人を呪わば

秋空夕子

第1話人を呪わば

 私には一人の友人がいた。

 その子の名前を仮にA子とする。

 A子は内気で大人しい性格だったけど、私とは気が合い、結構仲は良かった。

 けれど、どうにも男運というものには恵まれなかった。

 初めてできた彼氏に彼女は相当入れ込みいろいろと貢いでいたのだが、その彼は彼女以外にも女がいて、しかも彼女に飽きるとあっさりと捨ててしまったのだ。

 A子の落ち込みようはそれはもう凄かった。

 傍から見て、自殺してしまうんじゃないかって心配してしまうほどだった。

 けれどそんな時、A子を捨てた元彼が亡くなったらしい。

 どうして亡くなったのか詳しいし、興味もなかったが、それを機にA子は少しだけ元気を取り戻した。

 私も不謹慎ながらホッとしたのを覚えている。

 だけれど、A子の顔色は相変わらず悪いままで、それだけが気がかりだった。


 ある時、彼女は私に茶色の封筒を差し出してきた。

「……これ、大事な物なんだけど、少しの間預かっててくれない?」

 そう言われ、私は何が何やら分からないまま受け取ってしまった。

 中には何が入っているのかと聞いても教えてくれず、「絶対開けないでね」と言い残して彼女はどこかへ行ったのだ。

 正直なところ、中身が何なのかわからないものを預かるのは不安だったが、友人の頼みを断るわけにもいかず、結局私はそのまま預かることになった。

 しかし、待てど暮せどA子が封筒を取りに来ることはなかった。

 何度か私から連絡を入れても、もう少し、とか、そのうち、と誤魔化されてしまうのだ。

 さらにそれまでは月に何度か会っていたにも関わらず、封筒を預かってからA子と顔を合わせることがなくなった。

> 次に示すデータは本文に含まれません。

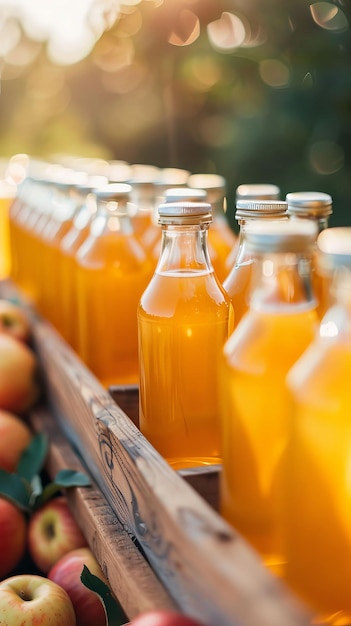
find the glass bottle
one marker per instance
(317, 207)
(318, 496)
(221, 238)
(264, 191)
(279, 325)
(112, 272)
(184, 318)
(238, 282)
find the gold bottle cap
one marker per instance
(260, 209)
(281, 236)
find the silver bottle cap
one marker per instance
(309, 204)
(260, 209)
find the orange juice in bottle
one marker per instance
(184, 318)
(143, 197)
(279, 325)
(64, 206)
(221, 238)
(317, 207)
(69, 245)
(238, 282)
(177, 194)
(112, 273)
(263, 191)
(317, 471)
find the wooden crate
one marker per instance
(155, 532)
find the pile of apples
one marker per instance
(43, 551)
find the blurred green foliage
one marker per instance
(274, 106)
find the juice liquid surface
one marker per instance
(255, 423)
(183, 324)
(221, 241)
(112, 273)
(318, 503)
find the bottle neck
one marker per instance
(341, 286)
(280, 279)
(107, 220)
(184, 249)
(322, 222)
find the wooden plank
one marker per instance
(206, 567)
(129, 574)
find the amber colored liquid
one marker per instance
(221, 241)
(257, 357)
(5, 254)
(183, 324)
(318, 502)
(69, 247)
(112, 273)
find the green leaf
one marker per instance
(115, 615)
(15, 489)
(33, 457)
(71, 478)
(64, 479)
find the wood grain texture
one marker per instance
(204, 565)
(130, 576)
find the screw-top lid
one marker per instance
(264, 191)
(281, 236)
(173, 176)
(113, 191)
(185, 194)
(260, 209)
(309, 204)
(185, 213)
(214, 185)
(334, 247)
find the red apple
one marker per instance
(14, 321)
(28, 600)
(19, 386)
(13, 535)
(15, 436)
(52, 532)
(66, 572)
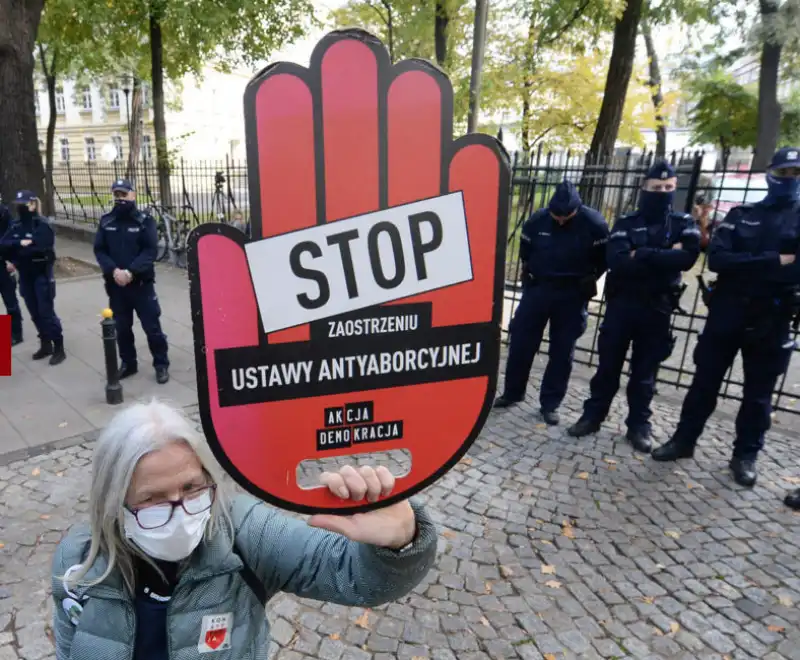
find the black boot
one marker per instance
(162, 375)
(640, 440)
(58, 352)
(504, 402)
(45, 349)
(583, 427)
(673, 450)
(744, 471)
(126, 370)
(793, 500)
(550, 417)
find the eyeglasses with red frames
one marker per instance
(193, 503)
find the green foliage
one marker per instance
(725, 113)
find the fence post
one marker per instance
(113, 386)
(694, 179)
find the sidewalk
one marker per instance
(41, 406)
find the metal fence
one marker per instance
(217, 190)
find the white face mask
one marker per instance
(174, 541)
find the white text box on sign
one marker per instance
(351, 264)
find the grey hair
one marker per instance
(134, 432)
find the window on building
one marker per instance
(147, 148)
(117, 142)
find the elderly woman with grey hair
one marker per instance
(171, 566)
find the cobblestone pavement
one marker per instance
(549, 548)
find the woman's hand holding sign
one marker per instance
(390, 527)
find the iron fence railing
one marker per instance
(214, 191)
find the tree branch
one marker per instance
(378, 12)
(570, 22)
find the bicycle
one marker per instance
(172, 233)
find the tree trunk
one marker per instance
(769, 110)
(50, 74)
(135, 142)
(657, 94)
(620, 69)
(20, 162)
(478, 46)
(440, 32)
(159, 124)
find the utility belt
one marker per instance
(670, 297)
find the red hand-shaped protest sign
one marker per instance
(364, 313)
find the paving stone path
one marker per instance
(549, 548)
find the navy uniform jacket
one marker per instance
(746, 247)
(5, 223)
(572, 251)
(33, 259)
(128, 242)
(656, 267)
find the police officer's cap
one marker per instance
(661, 170)
(24, 197)
(122, 184)
(786, 157)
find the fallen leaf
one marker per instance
(363, 620)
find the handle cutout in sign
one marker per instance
(363, 314)
(359, 262)
(397, 461)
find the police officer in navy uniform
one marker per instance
(126, 246)
(647, 252)
(8, 285)
(562, 250)
(29, 244)
(754, 253)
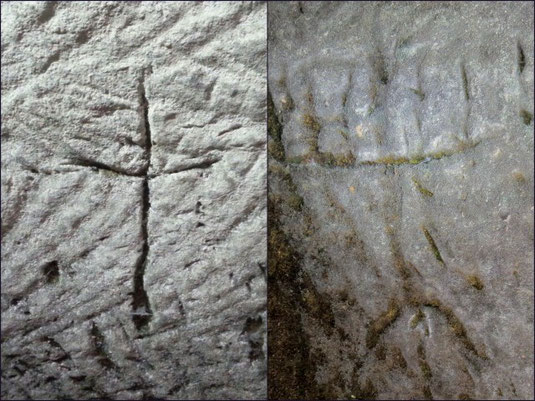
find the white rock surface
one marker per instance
(133, 200)
(408, 134)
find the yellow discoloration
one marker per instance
(358, 129)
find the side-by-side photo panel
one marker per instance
(400, 200)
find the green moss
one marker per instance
(421, 189)
(433, 245)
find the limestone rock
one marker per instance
(401, 176)
(133, 200)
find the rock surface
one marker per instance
(133, 200)
(401, 200)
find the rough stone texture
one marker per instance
(401, 200)
(133, 200)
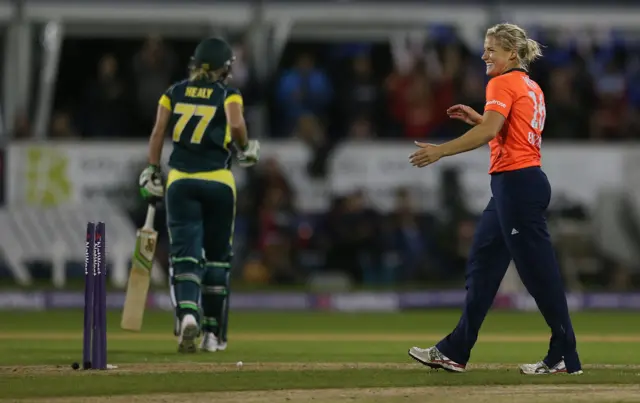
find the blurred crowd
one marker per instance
(323, 93)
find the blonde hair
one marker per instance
(514, 38)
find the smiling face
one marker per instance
(497, 58)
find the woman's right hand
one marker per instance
(464, 113)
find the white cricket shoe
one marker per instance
(540, 368)
(211, 343)
(433, 358)
(188, 333)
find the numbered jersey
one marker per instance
(520, 100)
(198, 126)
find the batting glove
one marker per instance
(150, 182)
(250, 155)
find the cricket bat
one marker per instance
(140, 274)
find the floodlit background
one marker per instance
(336, 92)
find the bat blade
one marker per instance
(139, 280)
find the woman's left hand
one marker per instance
(426, 155)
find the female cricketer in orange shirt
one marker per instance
(513, 225)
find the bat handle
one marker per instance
(151, 214)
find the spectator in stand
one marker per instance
(106, 112)
(608, 122)
(276, 236)
(418, 102)
(361, 94)
(154, 68)
(361, 129)
(566, 118)
(302, 90)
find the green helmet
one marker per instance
(213, 54)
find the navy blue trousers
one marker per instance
(513, 226)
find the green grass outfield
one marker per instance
(304, 351)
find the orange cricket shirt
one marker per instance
(520, 100)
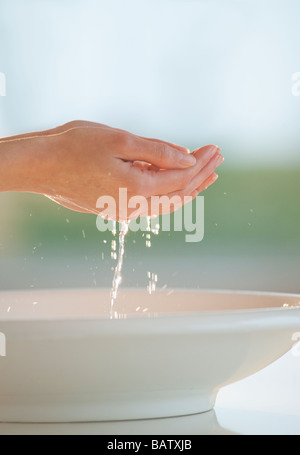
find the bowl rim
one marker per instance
(205, 316)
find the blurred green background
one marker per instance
(251, 241)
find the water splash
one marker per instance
(124, 227)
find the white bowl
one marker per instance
(162, 355)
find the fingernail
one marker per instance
(188, 160)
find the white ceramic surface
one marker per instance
(163, 355)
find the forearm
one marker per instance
(25, 164)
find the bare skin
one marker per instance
(78, 162)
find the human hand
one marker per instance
(81, 161)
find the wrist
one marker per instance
(25, 164)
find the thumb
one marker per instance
(159, 154)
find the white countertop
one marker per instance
(266, 403)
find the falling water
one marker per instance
(117, 279)
(124, 226)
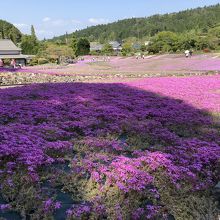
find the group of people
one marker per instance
(188, 53)
(12, 63)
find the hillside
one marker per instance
(199, 19)
(8, 30)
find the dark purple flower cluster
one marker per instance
(116, 136)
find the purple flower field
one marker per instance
(200, 91)
(110, 151)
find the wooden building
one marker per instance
(8, 50)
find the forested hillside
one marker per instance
(9, 31)
(200, 19)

 避けられていると察することはできたが、どうしてそんなことをされるのか見当もつかない。

 怒りよりも戸惑いのほうが強く、とにかく次会った時には茶封筒を絶対に返そうと常にバッグの中に入れるようになった。


 けれど、それどころではないことが起きた。

 突然、高熱が出て寝込んでしまったのだ。

 頭が割れるような痛みと、体中を襲う倦怠感に耐えきれず、私は気力を振り絞り実家に助けを呼んだ。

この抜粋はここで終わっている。